Alaska baked, Detroit froze, and England flooded this past winter, which was one of the coldest on record in the American Midwest. Meanwhile western states, notably drought-stricken California, saw record warmth.
Shivering or sodden people had to endure not only the unusual winter but also repeated references from meteorologists to the polar vortex—a
frigid low-pressure system that caps the Arctic and is normally
contained there by the polar jet stream. Last winter that ring of
high-speed winds developed pronounced north-south meanders, allowing
Arctic air to flow deep into the United States. (See "What Is the Polar Vortex?")
According
to one theory, endorsed this year by White House science adviser John
Holdren and some other scientists, the change in the jet stream—and the
rotten winter—were ultimately triggered by the warming of the Arctic and
the melting of sea ice there. But climate expert Tim Palmer
of the University of Oxford says the culprit was the western Pacific
Ocean: "What goes on in the tropical Pacific Ocean is of almost global
impact."
Compared with the Arctic theory, Palmer's analysis has an upside: It foresees fewer repeats of last winter in our future.
Thunderstorms and Typhoons
Here
is Palmer's explanation in a nutshell. During this past winter
abnormally warm Pacific Ocean waters stretched roughly from Fiji to
Indonesia. They spawned tremendous thunderstorms—and it was the energy
of those storms, reaching high into the atmosphere, that rerouted the
jet stream. The loopy jet stream sent warm air north toward Alaska and
allowed cold air to drop south and freeze the rest of the continent.
Those same warm waters help explain the power of supertyphoon Haiyan, which devastated the Philippines in November. And they're the precursor of what's now forecast to be a large El Niño event later this year.
During an El Niño, warm water that's been pushed into the western
Pacific by the trade winds comes sloshing back east along the Equator.
Palmer's hypothesis is attracting both endorsement and criticism from other climate scientists.
"I think it is basically right," says climate data expert Kevin Trenberth
of the National Center for Atmospheric Research in Boulder, Colorado.
Last winter the tropical Pacific saw "incredible amounts of rain," he
says, "which likely played a role in setting up the [jet stream] wave
patterns across North America."
Mark Serreze, director of the National Snow and Ice Data Center
(NSIDC) at the University of Colorado Boulder, agrees. "There is strong
evidence of links between the behavior of the jet stream and
sea-surface temperature in the tropical Pacific," he says, "compared
with much more speculative links with Arctic warming."
The
Arctic camp is less impressed with Palmer's paper. "I think it proposes
a new mechanism, but there is still a long way to prove the argument,"

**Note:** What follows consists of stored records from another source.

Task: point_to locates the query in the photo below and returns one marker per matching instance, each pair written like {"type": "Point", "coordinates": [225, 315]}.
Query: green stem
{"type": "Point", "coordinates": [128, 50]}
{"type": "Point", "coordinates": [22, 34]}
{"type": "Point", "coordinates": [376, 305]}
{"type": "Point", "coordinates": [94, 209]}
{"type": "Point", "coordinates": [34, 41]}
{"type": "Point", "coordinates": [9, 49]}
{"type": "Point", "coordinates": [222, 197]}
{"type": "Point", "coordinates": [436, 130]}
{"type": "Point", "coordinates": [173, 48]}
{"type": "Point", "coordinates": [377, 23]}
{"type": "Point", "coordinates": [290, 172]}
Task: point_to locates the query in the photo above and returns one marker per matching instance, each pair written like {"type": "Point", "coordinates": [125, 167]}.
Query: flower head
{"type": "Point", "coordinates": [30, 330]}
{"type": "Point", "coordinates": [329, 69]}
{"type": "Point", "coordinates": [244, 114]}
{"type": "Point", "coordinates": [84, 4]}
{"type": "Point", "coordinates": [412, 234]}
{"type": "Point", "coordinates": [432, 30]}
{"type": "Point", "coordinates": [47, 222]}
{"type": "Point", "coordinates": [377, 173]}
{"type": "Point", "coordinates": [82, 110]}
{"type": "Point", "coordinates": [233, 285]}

says climate scientist Qiuhong Tang
of the Chinese Academy of Sciences in Bejing. "I can hardly find any
observation-based evidence in the essay which can support the argument."
Tang and some other scientists, notably Jennifer Francis
of Rutgers University, have argued that the warming Arctic and
shrinking sea ice have diminished the north-south temperature contrast
that drives the jet stream, robbing it of the energy that normally keeps
it tightly routed around the Poles.
But, says climate scientist Katharine Hayhoe of Texas Tech University in Lubbock, "the two ideas are not necessarily competitors. They may be complementary."
Global Weirding
In
Palmer's view, the past wild winter can be attributed to natural
climate variability amplified by man-made climate change. A warm pool in
the western Pacific is a natural phenomenon, he says, but global
warming kicked the sea-surface temperature up a notch.
"Even a tenth-of-a-degree temperature change in tropical waters can have tremendous weather effects," he adds. (Related: "U.S. Cold Snap Inspires Climate Change Denial, While Scientists See Little Room for Doubt.")
Other scientists remain cautious. "The link to global warming is not obvious to me," says climatologist Gavin Schmidt of NASA's Goddard Institute for Space Studies in New York.
The
Arctic explanation for the weird winter points the finger more directly
at man-made climate change—and if it's right, we should expect a string
of such winters in the future. But we should see fewer of them if
Palmer is right that the weirdness came primarily from an abnormally
warm western Pacific. Next winter will test his idea: With an El Niño
likely on the way, it should be a bit more normal than the last one.